Web campaign spotlights endangered ocean life.
25th February 2003
Nature - science update
KENDALL POWELL

Website reveals coral damage between 1960 (top)



and today (bottom).
Artwork: Illusion Arts




Documentaries portraying teeming life beneath the ocean
create a deceptively rosy impression. That's the message
in a new campaign from a group of filmmakers and
scientists.

Called "Shifting baselines: the truth about ocean decline", the project uses a website showing Hollywood footage, animation and scientific commentary to reveal the damage hidden beneath the waves.

The campaign's leader, Los Angeles-based filmmaker Randy Olson, says that there has not been a conspiracy to suppress this message - rather, poor public education has prevented it from getting out. "More than a quarter of all coral reefs are now dead and the majority of the world's fisheries are in severe decline," he says.

"Scientists and environmentalists should feel a responsibility to communicate the truth," says Olsen. The website, www.shiftingbaselines.org, made its public debut on 24 February.

Deep distress

The campaign's name, "Shifting baselines", describes the phenomenon in which each generation perceives ocean life as abundant, even though it has declined slowly and steadily for several hundred years.

Also called "old-timer syndrome", it represents the difference between an experienced scuba diver recognizing a damaged spot and a new one impressed by its underwater beauty. This means that environmentalists striving to restore wildlife levels to 1980 levels, for example, may be underestimating the ocean's maximum potential.

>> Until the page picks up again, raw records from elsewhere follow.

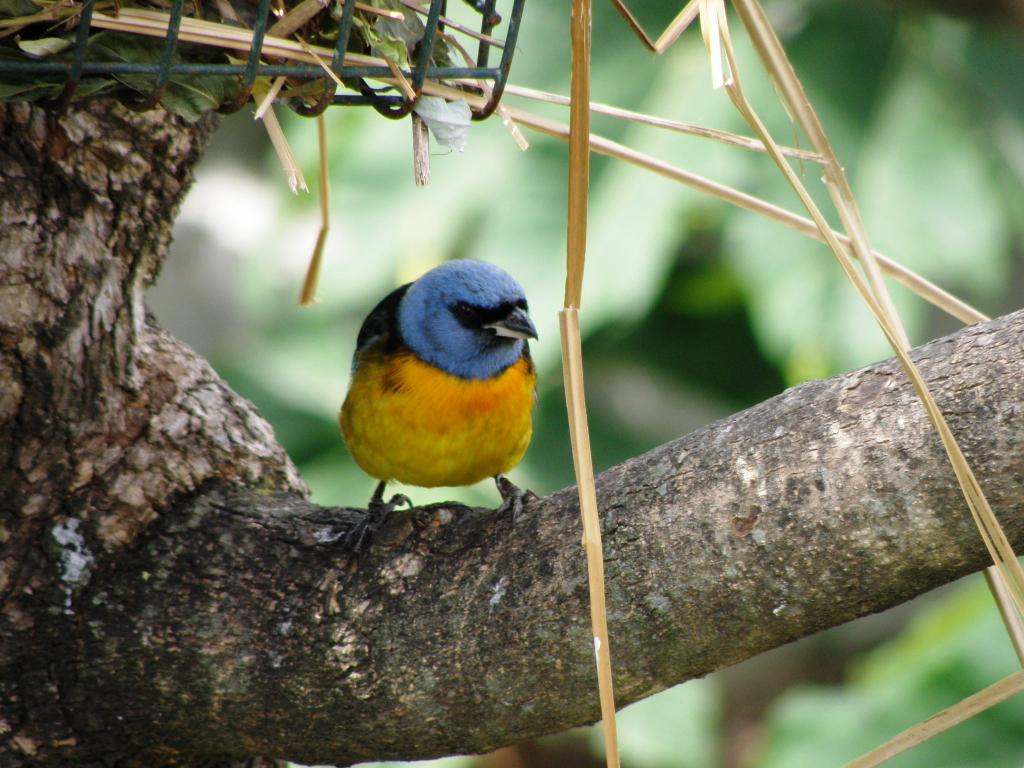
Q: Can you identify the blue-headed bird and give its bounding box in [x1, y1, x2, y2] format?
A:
[340, 260, 538, 518]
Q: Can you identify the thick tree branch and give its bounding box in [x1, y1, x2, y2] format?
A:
[1, 99, 1023, 767]
[20, 312, 1024, 765]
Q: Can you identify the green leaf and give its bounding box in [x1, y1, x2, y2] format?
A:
[85, 32, 236, 121]
[352, 13, 408, 67]
[0, 80, 51, 99]
[0, 0, 41, 18]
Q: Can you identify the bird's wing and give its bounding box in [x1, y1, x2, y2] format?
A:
[353, 283, 412, 368]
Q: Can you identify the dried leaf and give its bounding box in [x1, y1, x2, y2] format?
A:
[16, 36, 72, 58]
[413, 96, 471, 151]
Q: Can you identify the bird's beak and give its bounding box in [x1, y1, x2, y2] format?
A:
[485, 307, 538, 340]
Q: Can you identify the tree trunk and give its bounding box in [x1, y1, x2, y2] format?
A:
[0, 99, 304, 766]
[1, 99, 1023, 767]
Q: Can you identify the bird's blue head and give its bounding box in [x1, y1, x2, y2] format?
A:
[398, 260, 538, 380]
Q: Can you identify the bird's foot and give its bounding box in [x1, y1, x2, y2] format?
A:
[369, 479, 412, 517]
[368, 492, 413, 517]
[494, 475, 537, 524]
[350, 482, 413, 552]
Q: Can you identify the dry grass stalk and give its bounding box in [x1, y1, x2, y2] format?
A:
[266, 0, 325, 38]
[399, 0, 505, 49]
[560, 310, 620, 768]
[259, 100, 307, 192]
[298, 35, 345, 88]
[385, 56, 416, 101]
[842, 670, 1024, 768]
[503, 84, 823, 161]
[564, 0, 619, 765]
[610, 0, 699, 54]
[89, 8, 382, 67]
[564, 0, 591, 310]
[494, 103, 530, 151]
[298, 114, 330, 305]
[352, 1, 405, 21]
[254, 73, 285, 118]
[217, 8, 307, 195]
[984, 568, 1024, 666]
[729, 0, 909, 346]
[411, 112, 430, 185]
[0, 0, 111, 35]
[699, 0, 731, 88]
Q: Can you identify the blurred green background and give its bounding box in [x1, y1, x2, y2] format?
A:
[150, 0, 1024, 765]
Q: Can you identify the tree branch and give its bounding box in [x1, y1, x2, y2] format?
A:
[29, 313, 1024, 764]
[2, 99, 1023, 767]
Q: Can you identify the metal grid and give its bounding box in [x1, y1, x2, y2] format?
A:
[0, 0, 526, 117]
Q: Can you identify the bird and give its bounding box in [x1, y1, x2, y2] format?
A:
[340, 259, 538, 522]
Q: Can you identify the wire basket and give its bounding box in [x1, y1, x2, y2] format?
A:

Visitors to the website can view then-and-now animations depicting marine decline, and a slideshow outlining the shifting baseline problem. The site is sponsored by The Ocean Conservancy, a conservation group in Washington DC, as well as the Scripps Institution of Oceanography in La Jolla, California, and the Surfrider Foundation, an environmental group based in San Clemente, California.

The site also draws on the expertise of moviemakers such as Gale Anne Hurd, producer of deep-sea thriller The Abyss. She brought in animators who used Hollywood special effects to recreate underwater ocean scenes from 1960.

Ocean cinematographers say that it has become increasingly difficult to find the beautiful underwater scenes that most people think of as the norm. Footage of dead coral doesn't make good entertainment, they say. "We see so many pretty pictures, we're lulled into a false sense of security," says Hurd.

In fact, the final episode of the BBC's popular ocean documentary Blue Planet - one which dealt with humankind's impact on the ocean - was aired separately from the rest of the series in Britain, and was not shown at all in the United States. This was a "missed opportunity", says marine biologist Callum Roberts at the University of York, UK, whose work featured in the episode.

Roberts and other scientists hope that the new campaign will help the public to recognize the importance of ocean conservation. If humans continue to fish intensively, they warn, eventually only small creatures such as jellyfish, plankton and bacteria will remain.

The campaigners are encouraging viewers to support the establishment of marine reserves. Otherwise, "there will be an increase in the areas called dead zones and collapse of coral reefs and fisheries", warns Jeremy Jackson, a marine ecologist at the Scripps Institution.